Post by ScarletMornings on Mar 12, 2006 11:18:06 GMT -8
something i originally wrote as a poem, but on suggestions decided to post as prose. i've never posted prose before, so help me out?
We calmly sit across from each other, separated by the elegant oak table, an heirloom of your prestigious name. And as I sip my cup of tea, I keep adding lumps of sugar to mask the faintly bitter taste of it until all I'm drinking is sweet sugar water, saccharine as your kisses were once, back when we had breakfast in bed. Meanwhile, you hide behind your newspaper and its bitter headlines declaim a cold world in stark black and white boxes; as darkly black as your hair, as pristinely white as your shirt, both neat and immaculate and unreachable, even though we sit just across from each other.
After I greedily savor the precious sweetness, I rise gracefully from the table without you even looking up and I wander through satire soaked walls that have absorbed our words, our feelings and reflected them, sharper and sardonic, tenfold. I’ve always heard that people were bitter, but I never realized just what that meant. Now I understand that the living definition is so much more cruel than the mere words Webster came up with. It trains and teaches you in every subtle nuance the word can possibly have, every single emotion and intonation and variation the word can take on. If wielded correctly, a word is sharper than even the best honed blade and you have always been an expert swordsman, and now, an expert teacher in the art of swordplay…
or is it word?
We meet each other again; polite, formal strangers seated across an oak table, infinitely vast in its ability to separate in a few feet. Although, we can’t blame the table for becoming as satirical as the walls. So many little barbs and snipes are bound to fall short eventually and our house is helpless but to pick them up. I raise my teacup to my lips and drink deeply but under the screen of sugar, I taste the faint bitterness of almonds. I freeze, your mockingly inquiring eyes upon me. Daintily, quietly, I finish my tea, then lift my head and blow you a kiss. You freeze in shock, belatedly trying to dodge a second slow. Then your eyes close, resigned to the inevitable, and finally, finally, you once again reach out your hand. I take it and we step, side-by-side, into the two places laid out for us. You whisper you are sorry, and the self-directed bitterness breaks me, until I am crying and you are crying and with our tears comes redemption. I close my eyes peacefully, my hand linked in yours. They close the lids and shovel the earth- ashes to ashes, dust to dust. But you and I are long gone, leaving nothing but an elegant gray headstone, graceful words trace a tale of two in love. Too bad graves don’t have a p.s., ours would be “If they could’ve forgiven, they could’ve loved again”. But that’s a little too bitter for a world that likes happy endings, and besides, ours ended up one- in death we no longer part.

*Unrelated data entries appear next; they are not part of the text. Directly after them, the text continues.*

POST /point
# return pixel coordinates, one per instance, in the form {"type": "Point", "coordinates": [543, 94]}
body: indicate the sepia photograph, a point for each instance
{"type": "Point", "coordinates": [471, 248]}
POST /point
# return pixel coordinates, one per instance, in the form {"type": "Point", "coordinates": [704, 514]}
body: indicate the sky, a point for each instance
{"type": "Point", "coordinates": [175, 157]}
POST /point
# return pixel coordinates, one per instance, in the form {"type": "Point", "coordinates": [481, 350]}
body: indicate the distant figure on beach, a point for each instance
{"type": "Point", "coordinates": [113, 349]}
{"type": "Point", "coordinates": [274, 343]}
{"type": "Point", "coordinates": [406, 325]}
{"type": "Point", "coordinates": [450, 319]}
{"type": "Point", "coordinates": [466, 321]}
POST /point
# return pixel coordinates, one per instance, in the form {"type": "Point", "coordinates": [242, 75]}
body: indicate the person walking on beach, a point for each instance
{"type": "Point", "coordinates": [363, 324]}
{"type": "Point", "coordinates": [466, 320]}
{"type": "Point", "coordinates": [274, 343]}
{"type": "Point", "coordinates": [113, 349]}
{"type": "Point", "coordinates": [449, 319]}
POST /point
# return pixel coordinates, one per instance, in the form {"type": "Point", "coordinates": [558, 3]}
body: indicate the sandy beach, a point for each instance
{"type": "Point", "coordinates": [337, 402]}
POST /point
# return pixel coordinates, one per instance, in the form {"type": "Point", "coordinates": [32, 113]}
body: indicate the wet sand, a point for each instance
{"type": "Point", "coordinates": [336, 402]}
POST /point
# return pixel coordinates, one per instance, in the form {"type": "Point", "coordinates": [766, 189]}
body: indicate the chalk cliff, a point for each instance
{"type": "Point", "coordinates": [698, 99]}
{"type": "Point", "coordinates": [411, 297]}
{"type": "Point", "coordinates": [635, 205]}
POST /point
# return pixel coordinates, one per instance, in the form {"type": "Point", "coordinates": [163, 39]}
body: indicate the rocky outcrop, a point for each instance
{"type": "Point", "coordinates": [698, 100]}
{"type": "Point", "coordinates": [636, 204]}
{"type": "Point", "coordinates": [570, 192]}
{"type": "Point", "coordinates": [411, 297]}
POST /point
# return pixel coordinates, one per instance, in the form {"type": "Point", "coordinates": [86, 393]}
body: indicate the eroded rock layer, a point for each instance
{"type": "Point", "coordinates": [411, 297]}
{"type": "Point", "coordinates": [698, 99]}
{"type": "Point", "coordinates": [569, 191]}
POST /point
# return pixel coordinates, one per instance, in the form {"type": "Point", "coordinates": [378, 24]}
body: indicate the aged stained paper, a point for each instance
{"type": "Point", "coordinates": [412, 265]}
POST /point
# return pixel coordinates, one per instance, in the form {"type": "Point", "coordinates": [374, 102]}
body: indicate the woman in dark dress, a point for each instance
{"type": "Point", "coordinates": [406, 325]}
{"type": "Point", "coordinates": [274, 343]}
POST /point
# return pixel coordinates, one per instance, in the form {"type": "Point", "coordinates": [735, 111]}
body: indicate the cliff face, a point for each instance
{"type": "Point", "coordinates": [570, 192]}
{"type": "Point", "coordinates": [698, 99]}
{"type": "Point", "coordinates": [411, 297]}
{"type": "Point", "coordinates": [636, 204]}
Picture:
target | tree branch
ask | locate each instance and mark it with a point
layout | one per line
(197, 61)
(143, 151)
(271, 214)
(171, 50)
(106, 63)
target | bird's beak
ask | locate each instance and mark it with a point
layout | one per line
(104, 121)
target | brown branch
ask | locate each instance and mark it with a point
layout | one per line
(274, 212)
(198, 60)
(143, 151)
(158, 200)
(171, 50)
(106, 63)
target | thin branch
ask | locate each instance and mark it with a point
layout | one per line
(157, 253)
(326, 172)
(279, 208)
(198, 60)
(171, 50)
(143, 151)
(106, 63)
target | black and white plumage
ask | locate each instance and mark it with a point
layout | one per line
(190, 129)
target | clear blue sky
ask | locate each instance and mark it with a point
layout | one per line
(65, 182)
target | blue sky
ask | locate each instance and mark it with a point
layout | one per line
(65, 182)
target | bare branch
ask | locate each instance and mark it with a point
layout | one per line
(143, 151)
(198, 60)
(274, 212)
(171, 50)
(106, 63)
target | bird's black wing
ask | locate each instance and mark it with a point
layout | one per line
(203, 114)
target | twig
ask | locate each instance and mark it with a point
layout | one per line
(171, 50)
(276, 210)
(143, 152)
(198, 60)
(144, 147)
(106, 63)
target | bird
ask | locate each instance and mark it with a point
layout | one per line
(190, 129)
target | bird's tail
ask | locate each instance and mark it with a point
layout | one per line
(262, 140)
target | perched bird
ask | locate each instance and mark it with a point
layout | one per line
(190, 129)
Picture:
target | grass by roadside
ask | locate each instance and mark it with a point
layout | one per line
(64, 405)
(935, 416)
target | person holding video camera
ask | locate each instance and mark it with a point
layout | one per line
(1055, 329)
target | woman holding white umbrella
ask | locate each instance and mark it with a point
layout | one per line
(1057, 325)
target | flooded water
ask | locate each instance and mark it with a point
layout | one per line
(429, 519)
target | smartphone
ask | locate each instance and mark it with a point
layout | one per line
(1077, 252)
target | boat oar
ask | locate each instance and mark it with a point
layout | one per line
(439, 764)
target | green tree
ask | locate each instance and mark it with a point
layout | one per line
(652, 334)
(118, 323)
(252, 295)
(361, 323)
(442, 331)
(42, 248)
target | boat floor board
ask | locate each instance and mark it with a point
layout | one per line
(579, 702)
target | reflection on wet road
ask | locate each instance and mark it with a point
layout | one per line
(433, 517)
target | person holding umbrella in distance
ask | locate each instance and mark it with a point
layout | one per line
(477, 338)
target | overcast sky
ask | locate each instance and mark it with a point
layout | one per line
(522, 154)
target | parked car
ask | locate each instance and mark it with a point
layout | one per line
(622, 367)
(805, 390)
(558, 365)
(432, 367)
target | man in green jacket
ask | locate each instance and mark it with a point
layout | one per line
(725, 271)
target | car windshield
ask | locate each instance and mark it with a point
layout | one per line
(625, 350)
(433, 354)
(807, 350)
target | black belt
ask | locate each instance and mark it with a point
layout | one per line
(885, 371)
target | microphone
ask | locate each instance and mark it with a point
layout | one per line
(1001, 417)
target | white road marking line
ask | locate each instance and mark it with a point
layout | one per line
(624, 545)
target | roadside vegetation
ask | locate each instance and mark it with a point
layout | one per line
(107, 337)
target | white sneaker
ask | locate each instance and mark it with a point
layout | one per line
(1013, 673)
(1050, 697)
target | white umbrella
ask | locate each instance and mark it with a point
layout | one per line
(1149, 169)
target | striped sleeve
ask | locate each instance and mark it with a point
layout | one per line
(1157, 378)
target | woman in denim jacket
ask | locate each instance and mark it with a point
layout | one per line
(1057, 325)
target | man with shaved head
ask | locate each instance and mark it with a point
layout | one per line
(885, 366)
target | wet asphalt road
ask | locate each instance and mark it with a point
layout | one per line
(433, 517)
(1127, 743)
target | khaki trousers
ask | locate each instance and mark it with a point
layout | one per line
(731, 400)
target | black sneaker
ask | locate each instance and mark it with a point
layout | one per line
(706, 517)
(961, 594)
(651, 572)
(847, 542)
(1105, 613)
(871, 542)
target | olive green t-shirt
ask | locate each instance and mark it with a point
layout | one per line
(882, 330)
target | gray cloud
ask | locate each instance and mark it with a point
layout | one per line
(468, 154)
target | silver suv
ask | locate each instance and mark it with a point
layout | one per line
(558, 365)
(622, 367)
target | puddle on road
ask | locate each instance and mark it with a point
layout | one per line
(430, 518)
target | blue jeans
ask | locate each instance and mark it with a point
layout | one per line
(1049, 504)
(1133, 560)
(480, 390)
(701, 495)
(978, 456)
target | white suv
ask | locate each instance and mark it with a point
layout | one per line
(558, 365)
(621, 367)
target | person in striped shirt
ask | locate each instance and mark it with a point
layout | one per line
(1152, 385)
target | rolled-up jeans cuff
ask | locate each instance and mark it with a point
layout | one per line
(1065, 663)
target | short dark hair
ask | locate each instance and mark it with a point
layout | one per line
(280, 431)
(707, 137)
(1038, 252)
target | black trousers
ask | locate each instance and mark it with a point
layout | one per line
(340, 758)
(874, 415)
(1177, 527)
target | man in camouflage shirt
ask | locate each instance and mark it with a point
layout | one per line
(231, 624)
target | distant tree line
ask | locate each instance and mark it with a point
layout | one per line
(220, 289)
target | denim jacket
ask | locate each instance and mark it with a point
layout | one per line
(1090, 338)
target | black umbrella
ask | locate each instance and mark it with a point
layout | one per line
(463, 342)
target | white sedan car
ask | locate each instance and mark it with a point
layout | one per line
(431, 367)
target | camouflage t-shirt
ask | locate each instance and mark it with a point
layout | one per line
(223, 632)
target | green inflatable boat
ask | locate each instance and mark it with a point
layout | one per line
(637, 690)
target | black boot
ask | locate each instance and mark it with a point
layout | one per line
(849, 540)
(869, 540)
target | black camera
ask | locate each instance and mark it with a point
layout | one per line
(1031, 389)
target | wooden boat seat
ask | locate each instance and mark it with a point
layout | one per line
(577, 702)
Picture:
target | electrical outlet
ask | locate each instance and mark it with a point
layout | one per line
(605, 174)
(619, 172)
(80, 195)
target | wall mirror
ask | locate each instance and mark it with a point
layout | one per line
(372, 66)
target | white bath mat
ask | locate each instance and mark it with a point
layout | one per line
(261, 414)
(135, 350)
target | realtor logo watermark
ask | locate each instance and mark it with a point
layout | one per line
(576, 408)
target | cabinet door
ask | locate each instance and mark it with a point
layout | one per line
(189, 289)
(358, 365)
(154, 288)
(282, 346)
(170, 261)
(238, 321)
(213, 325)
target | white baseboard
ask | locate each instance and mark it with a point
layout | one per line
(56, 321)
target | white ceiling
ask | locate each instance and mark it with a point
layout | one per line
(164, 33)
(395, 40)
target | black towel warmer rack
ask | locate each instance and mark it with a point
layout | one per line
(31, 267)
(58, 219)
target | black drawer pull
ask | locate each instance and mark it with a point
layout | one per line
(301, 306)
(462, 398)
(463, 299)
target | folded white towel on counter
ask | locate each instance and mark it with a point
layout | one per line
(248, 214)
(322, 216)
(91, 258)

We calmly sit across from each other, separated by the elegant oak table, an heirloom of your prestigious name. And as I sip my cup of tea, I keep adding lumps of sugar to mask the faintly bitter taste of it until all I'm drinking is sweet sugar water, saccharine as your kisses were once, back when we had breakfast in bed. Meanwhile, you hide behind your newspaper and its bitter headlines declaim a cold world in stark black and white boxes; as darkly black as your hair, as pristinely white as your shirt, both neat and immaculate and unreachable, even though we sit just across from each other.
After I greedily savor the precious sweetness, I rise gracefully from the table without you even looking up and I wander through satire soaked walls that have absorbed our words, our feelings and reflected them, sharper and sardonic, tenfold. I’ve always heard that people were bitter, but I never realized just what that meant. Now I understand that the living definition is so much more cruel than the mere words Webster came up with. It trains and teaches you in every subtle nuance the word can possibly have, every single emotion and intonation and variation the word can take on. If wielded correctly, a word is sharper than even the best honed blade and you have always been an expert swordsman, and now, an expert teacher in the art of swordplay…
or is it word?
We meet each other again; polite, formal strangers seated across an oak table, infinitely vast in its ability to separate in a few feet. Although, we can’t blame the table for becoming as satirical as the walls. So many little barbs and snipes are bound to fall short eventually and our house is helpless but to pick them up. I raise my teacup to my lips and drink deeply but under the screen of sugar, I taste the faint bitterness of almonds. I freeze, your mockingly inquiring eyes upon me. Daintily, quietly, I finish my tea, then lift my head and blow you a kiss. You freeze in shock, belatedly trying to dodge a second slow. Then your eyes close, resigned to the inevitable, and finally, finally, you once again reach out your hand. I take it and we step, side-by-side, into the two places laid out for us. You whisper you are sorry, and the self-directed bitterness breaks me, until I am crying and you are crying and with our tears comes redemption. I close my eyes peacefully, my hand linked in yours. They close the lids and shovel the earth- ashes to ashes, dust to dust. But you and I are long gone, leaving nothing but an elegant gray headstone, graceful words trace a tale of two in love. Too bad graves don’t have a p.s., ours would be “If they could’ve forgiven, they could’ve loved again”. But that’s a little too bitter for a world that likes happy endings, and besides, ours ended up one- in death we no longer part.